Robert A. Bartynski, Ph.D. is a Professor of Physics at Rutgers University. He obtained his B.S. in Applied and Engineering Physics from Cornell University in 1980 and his Ph.D. in Physics at the University of Pennsylvania in 1986, after which he immediately went to Rutgers as an Assistant Professor. He has published over 70 papers and given 40 invited talks in the past 10 years. His research focuses on experimental determination of the electronic properties of surface, interfaces, ultrathin films and nanostructures. Bartynski has been a Henry Rutgers Research Fellow and is a fellow of the American Physical Society, and a member of the American Vacuum Society, the American Chemical Society, the Materials Research Society, and SPIE.
 
Energy generation using advanced solar cells is one of the promising solutions to the world's energy problem for the future.

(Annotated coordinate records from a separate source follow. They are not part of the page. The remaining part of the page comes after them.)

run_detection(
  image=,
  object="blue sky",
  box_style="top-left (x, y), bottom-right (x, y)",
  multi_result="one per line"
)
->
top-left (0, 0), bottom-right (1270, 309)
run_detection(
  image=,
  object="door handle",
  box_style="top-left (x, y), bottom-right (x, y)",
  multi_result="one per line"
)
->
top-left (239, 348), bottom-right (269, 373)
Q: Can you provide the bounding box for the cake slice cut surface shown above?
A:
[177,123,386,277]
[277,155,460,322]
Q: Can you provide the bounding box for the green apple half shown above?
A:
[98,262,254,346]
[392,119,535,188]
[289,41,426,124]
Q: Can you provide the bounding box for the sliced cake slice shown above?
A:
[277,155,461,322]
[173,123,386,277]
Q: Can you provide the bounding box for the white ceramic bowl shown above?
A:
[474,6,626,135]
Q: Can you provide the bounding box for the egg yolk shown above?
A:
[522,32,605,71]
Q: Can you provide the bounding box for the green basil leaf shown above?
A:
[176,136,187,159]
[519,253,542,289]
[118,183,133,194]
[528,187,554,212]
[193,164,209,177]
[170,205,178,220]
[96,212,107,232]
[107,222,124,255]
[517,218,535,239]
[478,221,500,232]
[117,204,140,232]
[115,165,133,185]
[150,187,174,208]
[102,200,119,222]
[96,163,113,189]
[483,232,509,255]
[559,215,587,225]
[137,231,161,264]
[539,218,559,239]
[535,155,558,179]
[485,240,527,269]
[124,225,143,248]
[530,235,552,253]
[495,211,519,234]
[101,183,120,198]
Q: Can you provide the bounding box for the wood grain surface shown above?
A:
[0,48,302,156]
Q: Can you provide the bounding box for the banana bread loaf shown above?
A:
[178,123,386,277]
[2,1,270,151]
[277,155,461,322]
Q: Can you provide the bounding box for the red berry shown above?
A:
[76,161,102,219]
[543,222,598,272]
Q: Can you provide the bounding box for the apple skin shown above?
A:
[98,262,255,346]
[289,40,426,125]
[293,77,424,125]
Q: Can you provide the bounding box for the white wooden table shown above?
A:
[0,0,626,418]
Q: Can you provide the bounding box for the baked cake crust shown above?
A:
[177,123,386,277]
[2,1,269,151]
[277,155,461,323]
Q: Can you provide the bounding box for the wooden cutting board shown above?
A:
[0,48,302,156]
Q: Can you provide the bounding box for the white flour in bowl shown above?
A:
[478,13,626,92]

In dye-sensitized solar cells, a wide band-gap oxide semiconductor is activated by the adsorption of organic dye molecules with an energy gap between the highest occupied molecular orbital (HOMO) - lowest unoccupied molecular orbital (LUMO) that is in useful portion of the solar spectrum. Moreover, effective charge transfer of photoexcited electrons from the molecule to the substrate depends on the alignment of the LUMO to the substrate conduction band edge. We have used direct and inverse photoemission to measure the occupied and unoccupied electronic states of several dye-related molecules and determine their alignment with the band edges of single crystal and nanostructured TiO2 and ZnO substrates. Results from this work and comparison with experimental and theoretical values from the literature will be discussed.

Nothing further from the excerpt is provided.